GABINETE DO REPRESENTANTE DA REPÚBLICA
PARA A REGIÃO AUTÓNOMA DOS AÇORES
SOLAR DA MADRE DE DEUS
ANGRA DO HEROÍSMO
Intervenção de Sua Excelência o Representante da República, Embaixador Pedro Catarino, no III Forum Açoriano Franklin D. Roosevelt, na cidade da Horta
27 a 29 de Abril de 2012, Horta-Faial
SESSÃO DE ENCERRAMENTO
Desejava agradecer em primeiro lugar o amável convite que a Sra. Presidente da FLAD e o Senhor Presidente do Governo Regional dos Açores me dirigiram para integrar a sessão de encerramento deste III Fórum Açoriano Franklin Delano Roosevelt e dirigir-vos algumas palavras.
Permitam-me que saliente, desde logo, a importância deste Fórum e a oportunidade do tema escolhido.
De 2 em 2 anos a FLAD traz-nos a memória de um grande Americano que desempenhou um papel histórico de grande impacto no rumo da Humanidade.
Recordando-o e assinalando a sua passagem em 16 de Julho de 1918 por esta ilha do Faial em que nos encontramos, estamos também a prestar homenagem à grande nação americana e a quanto lhe devemos pela defesa dos valores universais da liberdade, da dignidade humana e da democracia que com ela comungamos e pelos quais nos batemos conjuntamente.
Estamos também a reconhecer a fortíssima ligação existente entre os Açores e a nação americana não só pelo papel deste arquipélago em situações do passado, críticas para os interesses dos EUA e pelo apoio estratégico que continua a proporcionar mas também pela presença nos EUA de muito significativas comunidades açorianas fortemente ligadas às suas origens.
O Fórum proporciona-nos uma oportunidade regular para reflectirmos e debatermos matérias de interesse comum e contextualizarmos e pôrmos em relevo o papel e relevância dos Açores.

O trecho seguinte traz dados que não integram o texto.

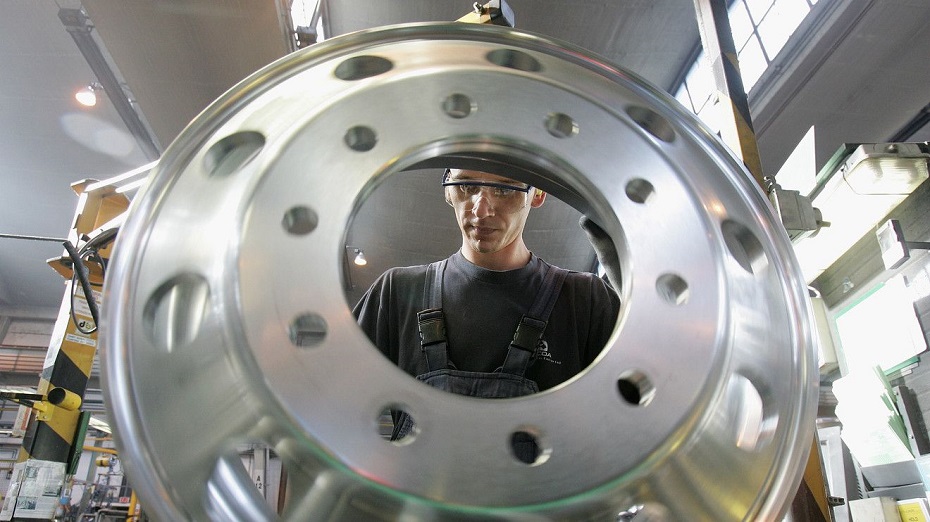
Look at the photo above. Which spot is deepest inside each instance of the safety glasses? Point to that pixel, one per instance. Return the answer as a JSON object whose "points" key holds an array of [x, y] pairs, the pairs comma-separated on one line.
{"points": [[503, 197]]}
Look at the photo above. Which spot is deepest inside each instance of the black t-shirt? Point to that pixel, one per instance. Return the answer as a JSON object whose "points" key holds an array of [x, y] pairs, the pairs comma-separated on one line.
{"points": [[482, 309]]}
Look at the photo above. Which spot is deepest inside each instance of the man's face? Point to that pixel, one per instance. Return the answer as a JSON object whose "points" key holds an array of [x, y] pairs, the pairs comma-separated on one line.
{"points": [[490, 217]]}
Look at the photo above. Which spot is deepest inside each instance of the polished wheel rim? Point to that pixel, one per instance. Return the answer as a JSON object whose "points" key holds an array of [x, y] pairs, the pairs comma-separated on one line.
{"points": [[226, 322]]}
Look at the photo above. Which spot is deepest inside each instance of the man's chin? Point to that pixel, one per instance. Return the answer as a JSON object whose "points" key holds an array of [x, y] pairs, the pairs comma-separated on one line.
{"points": [[484, 247]]}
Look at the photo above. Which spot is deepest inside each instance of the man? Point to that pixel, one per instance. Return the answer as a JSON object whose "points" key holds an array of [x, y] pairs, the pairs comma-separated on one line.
{"points": [[493, 320]]}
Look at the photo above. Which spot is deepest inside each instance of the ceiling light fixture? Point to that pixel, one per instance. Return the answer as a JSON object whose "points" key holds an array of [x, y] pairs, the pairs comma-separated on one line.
{"points": [[87, 96], [859, 186]]}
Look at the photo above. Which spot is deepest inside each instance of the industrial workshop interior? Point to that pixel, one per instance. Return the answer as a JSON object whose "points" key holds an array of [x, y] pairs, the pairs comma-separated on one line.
{"points": [[205, 202]]}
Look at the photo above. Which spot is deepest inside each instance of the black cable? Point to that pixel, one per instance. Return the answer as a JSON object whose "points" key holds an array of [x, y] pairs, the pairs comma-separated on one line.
{"points": [[80, 273]]}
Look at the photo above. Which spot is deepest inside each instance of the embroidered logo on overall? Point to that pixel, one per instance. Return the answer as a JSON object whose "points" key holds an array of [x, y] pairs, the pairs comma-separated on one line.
{"points": [[542, 352]]}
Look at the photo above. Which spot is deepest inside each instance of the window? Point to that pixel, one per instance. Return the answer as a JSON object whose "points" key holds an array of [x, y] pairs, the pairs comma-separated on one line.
{"points": [[761, 29]]}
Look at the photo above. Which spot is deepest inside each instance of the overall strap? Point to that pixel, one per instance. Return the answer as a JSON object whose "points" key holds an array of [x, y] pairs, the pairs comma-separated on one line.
{"points": [[533, 324], [431, 322]]}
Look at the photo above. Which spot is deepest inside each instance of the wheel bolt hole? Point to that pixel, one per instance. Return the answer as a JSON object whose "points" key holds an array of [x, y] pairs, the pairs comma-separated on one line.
{"points": [[635, 388]]}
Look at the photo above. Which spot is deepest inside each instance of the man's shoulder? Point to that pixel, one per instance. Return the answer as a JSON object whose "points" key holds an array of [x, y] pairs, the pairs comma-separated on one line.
{"points": [[402, 276]]}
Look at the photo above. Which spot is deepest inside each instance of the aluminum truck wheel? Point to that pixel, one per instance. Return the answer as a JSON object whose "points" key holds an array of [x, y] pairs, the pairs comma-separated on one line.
{"points": [[226, 321]]}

Constitui também um ponto de encontro e reunião de pessoas com laços comuns que se vão solidificando e reforçando, contribuindo, por um lado, com a sua participação intelectual e com o seu espírito de dedicação e afecto para a aproximação entre os EUA e Portugal e, por outro lado, para um maior envolvimento e melhor conhecimento dos Açores.
Permitam-me que neste contexto dirija uma saudação muito especial aos distintos participantes Tony Cabral, Barney Frank e Frank Sousa que tive o prazer de conhecer e com eles conviver nos EUA. It is good to see you again.
O momento presente é um momento delicado em que os EUA estão a proceder a uma reavaliação da sua estratégia numa escala global e da afectação dos seus recursos em face dos constrangimentos económicos e da adaptação às novas realidades de um mundo em mutação.
Espero sinceramente que esta problemática, no que diz respeito aos Açores, seja tratada com toda a prudência e sabedoria, que toda uma longa relação histórica e as presentes circunstâncias aconselham.
A relação dos EUA com esta Região Autónoma é muito mais do que uma mera relação de natureza militar. Há muito que pode e deve ser feito que não apenas no sector da defesa para preservar essa relação privilegiada e para manter os benefícios que dela têm justamente resultado para os Açores.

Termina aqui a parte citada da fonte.